In 2021 and 2022, a ton of hiring was going on but not enough workers to fill all the open positions.

In such an environment, “employers probably have higher search costs, in which there is more of a need to increase wages to protect against turnover,” Amarnath said.

But a lot of turnover happened anyway as workers job-hopped — drawn by higher salaries and better benefits. 

People feared this could drive up inflation in the long term. That shifted in 2023, said Nicole Smith at Georgetown University.

Now, more people are back in the job market, so businesses don’t have to court them as aggressively, and fewer workers are quitting. 

“They’re able to keep the talent that they’ve cultivated for a longer period of time and continue to increase productivity with that talent pool,” said Smith.
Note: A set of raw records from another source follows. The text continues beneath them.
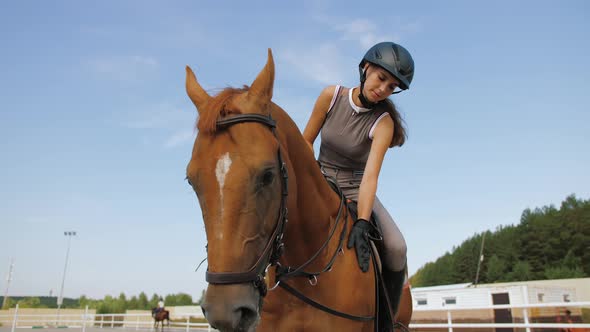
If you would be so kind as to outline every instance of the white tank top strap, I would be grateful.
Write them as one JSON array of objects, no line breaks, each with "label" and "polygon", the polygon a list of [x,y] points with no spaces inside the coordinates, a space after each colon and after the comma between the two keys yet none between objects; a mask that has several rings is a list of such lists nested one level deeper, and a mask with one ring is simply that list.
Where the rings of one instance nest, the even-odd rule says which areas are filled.
[{"label": "white tank top strap", "polygon": [[328,107],[328,111],[327,113],[330,113],[330,111],[332,110],[332,107],[334,107],[334,104],[336,103],[336,98],[338,98],[338,93],[340,92],[340,85],[336,85],[336,88],[334,89],[334,95],[332,96],[332,101],[330,102],[330,106]]}]

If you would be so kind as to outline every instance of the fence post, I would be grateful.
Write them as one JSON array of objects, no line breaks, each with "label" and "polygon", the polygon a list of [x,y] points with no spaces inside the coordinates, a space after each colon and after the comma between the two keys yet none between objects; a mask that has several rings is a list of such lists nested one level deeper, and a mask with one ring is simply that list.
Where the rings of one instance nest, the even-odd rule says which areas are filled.
[{"label": "fence post", "polygon": [[84,316],[82,316],[82,332],[86,332],[86,319],[88,317],[88,306],[84,309]]},{"label": "fence post", "polygon": [[18,320],[18,303],[16,304],[16,307],[14,307],[14,318],[12,319],[12,332],[14,332],[14,329],[16,329],[16,321]]},{"label": "fence post", "polygon": [[[528,288],[527,286],[522,286],[522,297],[523,297],[523,302],[525,305],[529,305],[529,292],[528,292]],[[529,308],[528,307],[524,307],[522,308],[522,317],[524,320],[524,323],[526,324],[526,332],[531,332],[531,328],[529,326]]]},{"label": "fence post", "polygon": [[451,311],[447,311],[447,323],[449,324],[449,332],[453,332],[453,320],[451,319]]}]

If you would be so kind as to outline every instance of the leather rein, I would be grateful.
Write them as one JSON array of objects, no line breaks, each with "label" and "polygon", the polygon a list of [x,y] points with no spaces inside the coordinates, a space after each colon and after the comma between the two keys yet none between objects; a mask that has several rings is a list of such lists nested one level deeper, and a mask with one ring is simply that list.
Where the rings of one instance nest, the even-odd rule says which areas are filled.
[{"label": "leather rein", "polygon": [[[276,121],[273,120],[270,115],[265,116],[261,114],[237,114],[233,115],[228,118],[224,118],[221,120],[217,120],[217,129],[225,129],[228,127],[233,126],[234,124],[238,123],[245,123],[245,122],[257,122],[266,125],[272,130],[273,136],[278,141],[277,133],[276,133]],[[304,301],[305,303],[330,313],[332,315],[336,315],[339,317],[343,317],[346,319],[351,319],[355,321],[370,321],[375,320],[374,316],[357,316],[351,315],[347,313],[343,313],[337,310],[334,310],[330,307],[327,307],[321,303],[318,303],[303,293],[299,292],[292,286],[286,283],[287,279],[295,278],[295,277],[306,277],[309,279],[309,282],[312,286],[317,284],[317,277],[324,272],[328,272],[332,269],[332,265],[336,260],[336,257],[339,253],[343,253],[343,243],[344,238],[346,236],[346,226],[348,224],[348,208],[346,207],[346,200],[344,199],[344,194],[338,188],[338,185],[329,177],[327,177],[329,184],[332,186],[333,189],[339,194],[340,196],[340,206],[338,208],[338,215],[336,216],[336,220],[334,222],[334,226],[330,230],[330,234],[324,244],[316,251],[314,255],[311,256],[309,260],[303,263],[301,266],[297,268],[293,268],[290,266],[282,266],[279,263],[279,259],[283,254],[285,249],[285,245],[283,242],[283,235],[285,232],[285,226],[288,222],[288,209],[287,209],[287,196],[288,196],[288,174],[287,174],[287,166],[282,158],[281,155],[281,148],[279,145],[279,149],[277,152],[277,159],[280,167],[281,172],[281,205],[279,208],[279,215],[277,217],[277,224],[275,229],[270,236],[264,250],[258,257],[256,263],[246,272],[210,272],[207,269],[205,273],[205,279],[208,283],[211,284],[221,284],[221,285],[229,285],[229,284],[242,284],[242,283],[250,283],[252,282],[254,287],[258,289],[260,295],[262,297],[266,296],[268,292],[268,287],[265,282],[265,276],[268,268],[270,266],[276,267],[275,273],[275,285],[270,289],[274,290],[276,287],[280,286],[286,291],[293,294],[295,297],[299,298],[300,300]],[[326,266],[322,268],[320,271],[317,272],[307,272],[304,269],[308,267],[319,255],[320,253],[328,246],[331,239],[336,233],[336,229],[340,220],[343,219],[344,225],[342,227],[342,231],[340,232],[338,247]]]}]

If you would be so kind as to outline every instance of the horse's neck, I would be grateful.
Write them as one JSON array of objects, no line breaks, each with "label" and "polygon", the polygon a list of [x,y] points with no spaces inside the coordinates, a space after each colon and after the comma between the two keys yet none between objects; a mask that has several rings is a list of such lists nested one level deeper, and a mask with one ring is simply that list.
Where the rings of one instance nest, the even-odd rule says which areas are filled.
[{"label": "horse's neck", "polygon": [[[288,241],[287,246],[289,243],[299,247],[302,243],[305,244],[309,255],[327,240],[338,214],[340,200],[322,175],[299,129],[292,120],[289,119],[288,122],[294,126],[285,133],[288,157],[294,174],[289,174],[290,209],[285,241]],[[295,197],[292,197],[293,194]],[[337,238],[338,236],[335,237]],[[298,259],[306,256],[301,255],[301,252],[298,255]]]}]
And, she added, while wages are growing more slowly now, they’re not falling either.

And those fears that rising wages would lead to long-term inflation? The slowdown in labor costs shows that didn’t pan out, said Aaron Terrazas, chief economist at Glassdoor.

“It was a short-term shock associated with a momentarily tight labor market and 2020, ’21 and 2022 that was associated with kind of a lot of demand in the economy. That passed,” Terrazas said.

This year, he said, the labor market could continue to cool. But since the unemployment rate is historically low right now, the economy can probably handle it. And inflation could keep easing up.